Confessions Of A Sinner
Father, you give me the strength of superman but sometimes I do not use it.
You always show me a forgiving heart but I always abuse it.
In our late night conversations, I express to you how desperately I want to change.
But in the following day I always go back to doing the exact same.
You blessed me with an abundance of talents and gifts, but I do not always give credit to your name.
You always cleanse me from my unwanted sin, knowing that I will soon be filthy again.
You protect me with your precious blood, even though I do not always give you the most love.
You only showed me the right way, but somehow I still managed to turn left.
I just pray and hope that you do not give up, and that I still have time left.
I hope that you can see that I really do love you, even though I do not always try hard.

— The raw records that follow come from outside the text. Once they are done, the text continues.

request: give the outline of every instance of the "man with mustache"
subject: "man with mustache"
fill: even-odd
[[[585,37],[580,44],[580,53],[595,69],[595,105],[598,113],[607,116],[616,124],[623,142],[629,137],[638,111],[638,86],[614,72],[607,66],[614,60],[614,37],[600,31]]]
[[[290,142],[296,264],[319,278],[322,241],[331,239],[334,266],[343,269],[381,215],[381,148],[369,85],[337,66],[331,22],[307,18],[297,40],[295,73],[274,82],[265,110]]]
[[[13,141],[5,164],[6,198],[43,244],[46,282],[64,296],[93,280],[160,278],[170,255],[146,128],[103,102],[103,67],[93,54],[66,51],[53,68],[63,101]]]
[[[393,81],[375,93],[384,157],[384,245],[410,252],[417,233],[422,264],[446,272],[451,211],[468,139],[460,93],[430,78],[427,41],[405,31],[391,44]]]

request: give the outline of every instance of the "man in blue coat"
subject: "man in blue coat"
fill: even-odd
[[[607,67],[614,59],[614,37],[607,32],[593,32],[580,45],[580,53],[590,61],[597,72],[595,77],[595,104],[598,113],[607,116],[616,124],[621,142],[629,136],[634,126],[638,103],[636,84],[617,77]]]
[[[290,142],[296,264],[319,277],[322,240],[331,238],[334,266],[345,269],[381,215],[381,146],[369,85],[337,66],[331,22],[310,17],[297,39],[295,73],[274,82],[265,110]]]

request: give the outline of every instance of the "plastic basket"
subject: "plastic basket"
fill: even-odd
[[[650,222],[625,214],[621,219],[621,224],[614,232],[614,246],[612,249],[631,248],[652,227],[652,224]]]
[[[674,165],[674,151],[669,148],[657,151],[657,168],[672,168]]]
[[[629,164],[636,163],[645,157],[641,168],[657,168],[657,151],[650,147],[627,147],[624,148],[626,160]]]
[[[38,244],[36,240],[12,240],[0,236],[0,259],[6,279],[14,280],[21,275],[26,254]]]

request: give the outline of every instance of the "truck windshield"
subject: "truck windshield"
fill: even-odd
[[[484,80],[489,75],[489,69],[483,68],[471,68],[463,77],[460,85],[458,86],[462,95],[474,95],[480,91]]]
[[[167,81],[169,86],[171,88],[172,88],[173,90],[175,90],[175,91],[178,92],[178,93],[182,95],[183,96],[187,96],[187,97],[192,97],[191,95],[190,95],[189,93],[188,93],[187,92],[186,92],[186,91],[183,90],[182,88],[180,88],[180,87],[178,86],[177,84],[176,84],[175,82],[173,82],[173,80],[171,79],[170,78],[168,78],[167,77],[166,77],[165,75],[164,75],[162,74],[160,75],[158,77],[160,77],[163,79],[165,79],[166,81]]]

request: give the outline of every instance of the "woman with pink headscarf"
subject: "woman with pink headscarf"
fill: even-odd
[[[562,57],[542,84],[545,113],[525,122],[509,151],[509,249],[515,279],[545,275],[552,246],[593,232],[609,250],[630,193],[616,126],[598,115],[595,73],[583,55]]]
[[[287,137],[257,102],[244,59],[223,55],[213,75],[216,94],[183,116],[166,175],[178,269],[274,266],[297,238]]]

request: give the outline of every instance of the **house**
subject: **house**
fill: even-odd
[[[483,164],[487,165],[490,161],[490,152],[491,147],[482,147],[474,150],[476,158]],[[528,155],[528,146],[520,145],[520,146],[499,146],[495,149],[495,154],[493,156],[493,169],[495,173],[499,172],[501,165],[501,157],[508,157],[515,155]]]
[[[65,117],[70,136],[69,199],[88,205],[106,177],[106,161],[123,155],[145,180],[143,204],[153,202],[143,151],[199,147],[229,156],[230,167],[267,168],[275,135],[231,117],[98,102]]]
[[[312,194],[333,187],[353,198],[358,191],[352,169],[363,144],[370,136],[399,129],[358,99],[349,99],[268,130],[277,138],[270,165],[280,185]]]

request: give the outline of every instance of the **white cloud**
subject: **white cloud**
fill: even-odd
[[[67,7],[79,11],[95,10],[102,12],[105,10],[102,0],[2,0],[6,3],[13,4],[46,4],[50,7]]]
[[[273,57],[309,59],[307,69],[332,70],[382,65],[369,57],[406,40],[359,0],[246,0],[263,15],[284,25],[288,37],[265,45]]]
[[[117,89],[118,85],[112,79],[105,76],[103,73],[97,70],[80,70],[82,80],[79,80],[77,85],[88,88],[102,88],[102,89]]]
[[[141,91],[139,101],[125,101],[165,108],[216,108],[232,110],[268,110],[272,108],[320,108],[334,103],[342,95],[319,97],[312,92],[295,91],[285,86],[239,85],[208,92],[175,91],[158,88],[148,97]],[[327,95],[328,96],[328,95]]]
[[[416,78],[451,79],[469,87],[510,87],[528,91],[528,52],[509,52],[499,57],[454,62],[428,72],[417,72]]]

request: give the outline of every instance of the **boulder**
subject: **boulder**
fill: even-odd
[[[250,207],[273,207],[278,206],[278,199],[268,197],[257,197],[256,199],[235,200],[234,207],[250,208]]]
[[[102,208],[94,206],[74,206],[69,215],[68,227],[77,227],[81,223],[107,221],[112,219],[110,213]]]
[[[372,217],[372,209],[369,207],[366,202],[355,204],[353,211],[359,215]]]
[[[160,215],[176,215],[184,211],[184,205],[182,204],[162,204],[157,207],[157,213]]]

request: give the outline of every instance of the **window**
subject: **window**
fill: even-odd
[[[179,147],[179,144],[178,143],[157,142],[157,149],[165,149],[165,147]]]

This evil sin is constantly knocking at my door, and I keep turning the knob.
My mind is filled up with greed and temptations, that I cannot help but to give into.
I sometimes feel like my spirit is empty, and I do not know what to do.
My mind is not focused, and my heart is not pure.
I just want to know that God you are still here.
I know that you said you would never leave by my side, but Lord I just feel so lonely sometimes.
I pray that you come into my life and make a difference.
I pray that you give me the peace of mind that I have been missing.
I pray that you give me the strength to finish the race.
Last but not least, I pray one day that I get to see your beautiful face.